Step 4: Check your privacy policy
- Does it mention all the platforms you send data to?
- Does it describe enhanced conversions or customer match?
- Does it list the specific cookies your site sets?
- Does it name the Information Regulator as the relevant authority?
- Does it provide a clear mechanism for data subject requests (access, deletion, objection)?
How Alethia Automates This
Manually auditing consent compliance across multiple client sites is time-consuming and error-prone. It requires checking browser developer tools, GTM Preview mode, network requests, and privacy policies for each site — and repeating the process every time a tag is added or changed.
Alethia’s compliance audit runs this process programmatically. It inspects the GTM container for consent mode implementation, checks tag firing rules against consent states, verifies that non-Google tags have consent-based triggers, and flags gaps with specific remediation steps. For agencies managing multiple client sites, it runs the same audit across all of them with consistent thoroughness.
If you’re unsure about your current compliance posture, that’s the best place to start. An audit tells you exactly where the gaps are, so you can fix them in priority order rather than guessing.
The Bottom Line
POPIA compliance for digital advertisers isn’t about cookie banners. It’s about ensuring that every piece of your ad tech stack — every tag, every pixel, every conversion event — processes personal information only when it has a lawful basis to do so.
The good news: the technical infrastructure exists. Consent Mode V2 gives you the signalling mechanism. GTM gives you the trigger-based control. CMPs give you the user-facing consent collection. The challenge is wiring it all together correctly and keeping it correct as tags are added, platforms change, and regulations evolve.
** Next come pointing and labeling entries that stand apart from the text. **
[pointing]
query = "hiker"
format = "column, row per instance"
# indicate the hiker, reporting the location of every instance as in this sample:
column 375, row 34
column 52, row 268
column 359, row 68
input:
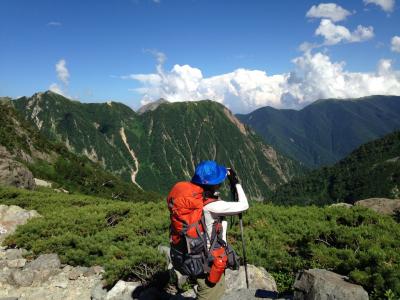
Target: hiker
column 199, row 247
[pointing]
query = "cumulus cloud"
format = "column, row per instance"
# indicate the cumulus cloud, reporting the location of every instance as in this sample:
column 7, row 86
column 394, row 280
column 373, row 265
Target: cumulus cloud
column 314, row 77
column 386, row 5
column 63, row 75
column 330, row 11
column 334, row 34
column 395, row 44
column 54, row 87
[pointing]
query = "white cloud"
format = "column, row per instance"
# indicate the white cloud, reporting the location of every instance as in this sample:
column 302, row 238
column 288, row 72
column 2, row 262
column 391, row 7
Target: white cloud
column 334, row 34
column 386, row 5
column 54, row 23
column 62, row 71
column 395, row 44
column 314, row 77
column 63, row 75
column 330, row 11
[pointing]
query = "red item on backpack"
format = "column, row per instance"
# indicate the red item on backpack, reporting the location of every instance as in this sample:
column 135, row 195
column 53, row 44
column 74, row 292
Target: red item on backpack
column 185, row 203
column 219, row 265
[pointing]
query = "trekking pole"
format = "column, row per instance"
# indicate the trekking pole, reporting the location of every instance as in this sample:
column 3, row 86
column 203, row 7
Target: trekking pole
column 235, row 197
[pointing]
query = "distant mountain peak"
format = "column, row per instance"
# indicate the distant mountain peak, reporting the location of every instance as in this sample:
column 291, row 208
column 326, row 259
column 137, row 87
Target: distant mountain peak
column 151, row 106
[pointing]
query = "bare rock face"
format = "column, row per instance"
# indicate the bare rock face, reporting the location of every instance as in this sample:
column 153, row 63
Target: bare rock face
column 11, row 217
column 44, row 278
column 318, row 284
column 14, row 173
column 259, row 278
column 381, row 205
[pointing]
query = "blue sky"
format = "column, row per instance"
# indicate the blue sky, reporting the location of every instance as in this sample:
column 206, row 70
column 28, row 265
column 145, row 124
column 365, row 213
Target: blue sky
column 106, row 44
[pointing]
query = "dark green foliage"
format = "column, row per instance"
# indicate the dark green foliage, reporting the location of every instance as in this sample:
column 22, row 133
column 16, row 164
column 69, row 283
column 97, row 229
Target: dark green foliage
column 83, row 230
column 55, row 163
column 124, row 237
column 373, row 170
column 167, row 142
column 327, row 130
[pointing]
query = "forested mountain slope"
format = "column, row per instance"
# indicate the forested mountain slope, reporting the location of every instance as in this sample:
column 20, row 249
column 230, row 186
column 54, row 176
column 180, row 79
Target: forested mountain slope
column 327, row 130
column 373, row 170
column 22, row 143
column 161, row 146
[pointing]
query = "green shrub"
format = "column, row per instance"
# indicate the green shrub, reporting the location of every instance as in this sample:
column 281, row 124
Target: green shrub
column 123, row 237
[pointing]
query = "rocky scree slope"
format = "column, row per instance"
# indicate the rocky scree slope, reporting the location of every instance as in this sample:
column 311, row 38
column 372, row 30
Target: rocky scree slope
column 161, row 146
column 327, row 130
column 25, row 154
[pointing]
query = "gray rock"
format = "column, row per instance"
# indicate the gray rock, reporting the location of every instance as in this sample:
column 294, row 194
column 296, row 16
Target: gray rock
column 15, row 253
column 122, row 290
column 21, row 277
column 76, row 272
column 319, row 284
column 249, row 294
column 5, row 275
column 16, row 263
column 61, row 284
column 341, row 204
column 45, row 262
column 11, row 217
column 259, row 279
column 188, row 295
column 98, row 292
column 154, row 294
column 381, row 205
column 95, row 270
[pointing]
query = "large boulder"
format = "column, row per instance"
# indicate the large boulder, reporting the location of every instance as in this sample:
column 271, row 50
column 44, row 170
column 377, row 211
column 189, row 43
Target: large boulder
column 14, row 173
column 319, row 284
column 381, row 205
column 11, row 217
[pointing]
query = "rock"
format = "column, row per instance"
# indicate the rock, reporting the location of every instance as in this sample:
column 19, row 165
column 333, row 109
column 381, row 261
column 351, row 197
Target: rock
column 122, row 290
column 381, row 205
column 250, row 294
column 21, row 277
column 14, row 173
column 319, row 284
column 259, row 279
column 45, row 262
column 43, row 183
column 11, row 217
column 16, row 263
column 98, row 292
column 76, row 272
column 154, row 293
column 5, row 275
column 14, row 253
column 95, row 270
column 341, row 204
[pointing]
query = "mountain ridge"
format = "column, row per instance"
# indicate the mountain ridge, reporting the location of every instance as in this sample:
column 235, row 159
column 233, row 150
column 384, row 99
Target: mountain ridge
column 167, row 142
column 326, row 130
column 370, row 171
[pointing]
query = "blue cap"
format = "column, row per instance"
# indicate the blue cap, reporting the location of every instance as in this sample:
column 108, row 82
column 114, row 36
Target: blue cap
column 209, row 172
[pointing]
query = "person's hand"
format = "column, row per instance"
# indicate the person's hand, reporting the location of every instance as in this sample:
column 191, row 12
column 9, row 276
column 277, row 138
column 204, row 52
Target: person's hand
column 233, row 179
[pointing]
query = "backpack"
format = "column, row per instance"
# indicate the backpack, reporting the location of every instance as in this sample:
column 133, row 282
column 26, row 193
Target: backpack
column 188, row 233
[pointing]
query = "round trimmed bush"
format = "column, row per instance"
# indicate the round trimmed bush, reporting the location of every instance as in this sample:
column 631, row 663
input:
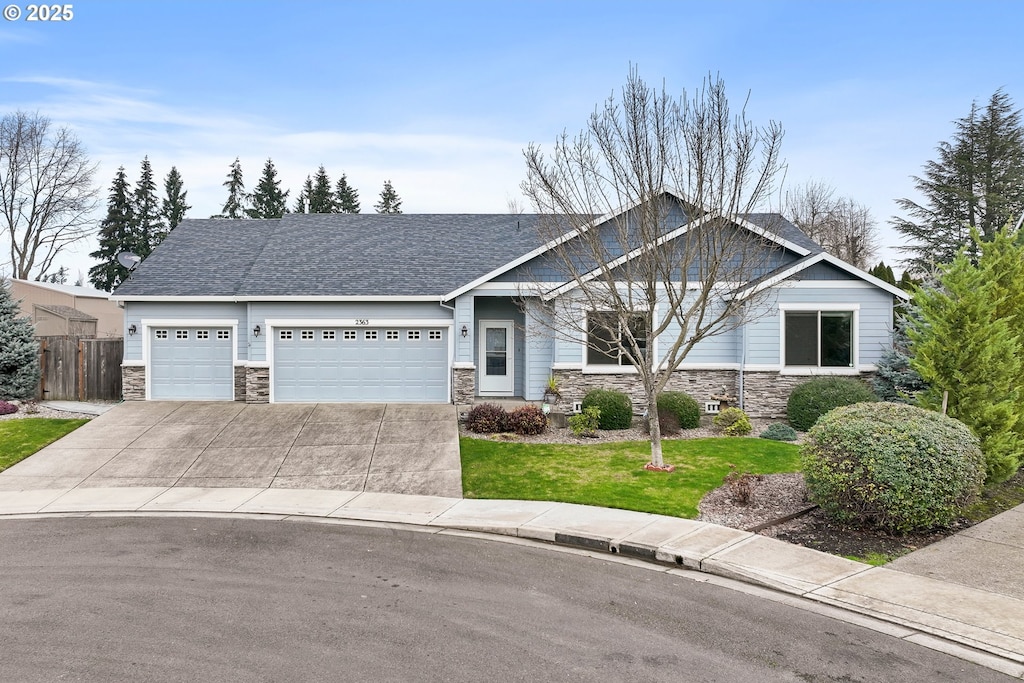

For South African agencies, there’s an additional consideration: the Information Regulator is getting more active, not less. The first wave of enforcement focused on large data breaches and obvious violations. The next wave will look at digital marketing practices — cookies, tracking, audience building, cross-platform data sharing. The agencies that have their house in order will have a competitive advantage. The ones that don’t will have a compliance problem.
Start with an audit. Fix what you find. Build consent into your tag management process, not around it. And if you’re managing this across multiple clients, automate the monitoring — because manual checks don’t scale and compliance gaps don’t announce themselves.